Fusión (Aquella María Patricia)


Y pensar que creí que la había dejado perdida en alguna esquina de bar o cuarto barato de motel, quizá entre cartones de vino malo y resacas que duelen más en la conciencia que en el hígado marchito y humillado.
Creía que a fuerza de excesos esa muchacha de noche y de gatos colgaba junto a los cuadros viejos de las cantinas que cantan amarguras olorosas a ron y a colonia empachosa. Ahí donde se apoyan en los respaldares carcomidos espaldas tristes resignadas a no olvidar: que toman para recordar con más fuerza que el olvido como prostitutas marchitas que inventan nombres y sueños en el espacio infinito que habita entre un cuerpo y un pantalón (total la memoria siempre abraza, es consuelo ante el golpe de haber vivido).

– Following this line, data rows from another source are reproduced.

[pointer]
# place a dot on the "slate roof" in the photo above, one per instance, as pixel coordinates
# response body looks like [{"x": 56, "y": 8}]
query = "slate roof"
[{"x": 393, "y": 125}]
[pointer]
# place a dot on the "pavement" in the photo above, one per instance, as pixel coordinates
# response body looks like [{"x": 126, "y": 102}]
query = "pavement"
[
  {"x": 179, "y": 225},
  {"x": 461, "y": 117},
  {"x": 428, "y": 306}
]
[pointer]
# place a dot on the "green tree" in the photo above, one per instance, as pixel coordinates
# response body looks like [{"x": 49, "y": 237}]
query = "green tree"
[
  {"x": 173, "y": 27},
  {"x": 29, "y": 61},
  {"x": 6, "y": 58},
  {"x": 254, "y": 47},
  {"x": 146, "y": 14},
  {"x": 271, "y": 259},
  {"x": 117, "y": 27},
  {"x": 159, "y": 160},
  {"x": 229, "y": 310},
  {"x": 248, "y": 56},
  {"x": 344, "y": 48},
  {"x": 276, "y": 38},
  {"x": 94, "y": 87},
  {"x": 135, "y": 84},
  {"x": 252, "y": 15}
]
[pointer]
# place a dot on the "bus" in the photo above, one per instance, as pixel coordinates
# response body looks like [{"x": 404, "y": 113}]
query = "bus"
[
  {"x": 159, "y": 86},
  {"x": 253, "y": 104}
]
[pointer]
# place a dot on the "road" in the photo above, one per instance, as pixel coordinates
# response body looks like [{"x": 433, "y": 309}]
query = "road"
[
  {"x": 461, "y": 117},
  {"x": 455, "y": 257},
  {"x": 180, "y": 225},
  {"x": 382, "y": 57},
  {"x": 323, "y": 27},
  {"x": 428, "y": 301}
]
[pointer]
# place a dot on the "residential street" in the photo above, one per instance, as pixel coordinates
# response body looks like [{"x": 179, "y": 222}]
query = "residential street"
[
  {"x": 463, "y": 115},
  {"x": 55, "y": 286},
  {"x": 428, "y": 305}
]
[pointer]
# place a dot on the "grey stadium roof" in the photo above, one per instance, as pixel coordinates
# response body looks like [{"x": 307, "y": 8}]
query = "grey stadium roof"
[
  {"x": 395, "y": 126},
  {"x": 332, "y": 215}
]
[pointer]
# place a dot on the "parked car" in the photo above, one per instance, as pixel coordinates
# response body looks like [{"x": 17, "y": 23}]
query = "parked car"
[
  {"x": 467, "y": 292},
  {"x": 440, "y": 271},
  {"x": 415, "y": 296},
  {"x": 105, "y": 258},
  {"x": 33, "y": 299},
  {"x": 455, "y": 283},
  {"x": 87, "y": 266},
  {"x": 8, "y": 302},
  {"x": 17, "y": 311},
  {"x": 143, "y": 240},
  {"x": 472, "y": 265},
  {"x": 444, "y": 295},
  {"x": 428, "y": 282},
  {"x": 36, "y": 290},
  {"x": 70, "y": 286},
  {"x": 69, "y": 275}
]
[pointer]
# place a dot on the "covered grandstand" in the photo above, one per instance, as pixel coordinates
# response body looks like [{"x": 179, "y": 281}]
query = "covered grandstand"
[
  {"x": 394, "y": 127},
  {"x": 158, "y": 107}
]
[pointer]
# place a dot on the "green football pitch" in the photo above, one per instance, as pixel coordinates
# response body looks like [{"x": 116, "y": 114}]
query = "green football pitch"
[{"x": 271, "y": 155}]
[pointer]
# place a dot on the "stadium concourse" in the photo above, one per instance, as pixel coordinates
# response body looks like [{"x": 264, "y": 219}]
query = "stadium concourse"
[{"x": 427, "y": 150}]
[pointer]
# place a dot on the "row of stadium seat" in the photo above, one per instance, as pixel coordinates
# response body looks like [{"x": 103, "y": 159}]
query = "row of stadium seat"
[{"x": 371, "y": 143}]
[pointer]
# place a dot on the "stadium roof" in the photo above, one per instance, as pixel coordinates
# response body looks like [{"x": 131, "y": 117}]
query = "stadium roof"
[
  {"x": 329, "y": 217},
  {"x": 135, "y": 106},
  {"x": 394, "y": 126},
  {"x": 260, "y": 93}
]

Por mucho tiempo esperé ver en la portada de los diarios el cadáver roto de esa María Patricia, con qué ansias revisé los obituarios y asistí a todos los funerales rebosantes de color y de flores (como una primavera feliz) que hubo en esta corroída ciudad. Me mezclé entre el ruido y las botellas que van quedando vacías, pero nunca más la volví a ver. Me interné voluntariamente en ese mundo hasta soñar con conejos haciendo el amor, y no volví a ver a mi otra cara, tal vez la más real de las dos…
Me despedí de su memoria y la guardé en la cajita en la que ahora habitan imágenes tuyas, para que no volviera a salir esa mujer que solo brillaba a la luz de los excesos y que desaparecía con los delirios que dejan las copas que trepan coléricas hasta la cabeza y atacan como arañas venenosas.
Pero no me pude resistir ante esta sorpresa, y solamente hoy en la mañana cuando me descifraba frente al espejo vi que quién estaba encerrada junto con la memoria era yo, mi yo máscara, mi yo mundo mentira y muralla, me encontré convertida en ella, ahora yo: María Patricia, y tal vez todo fue solo para que le escribieras otra carta como cuando creíamos que era nada más una chica imaginaria que bailaba entre sombrillas con los tigres de Tircania.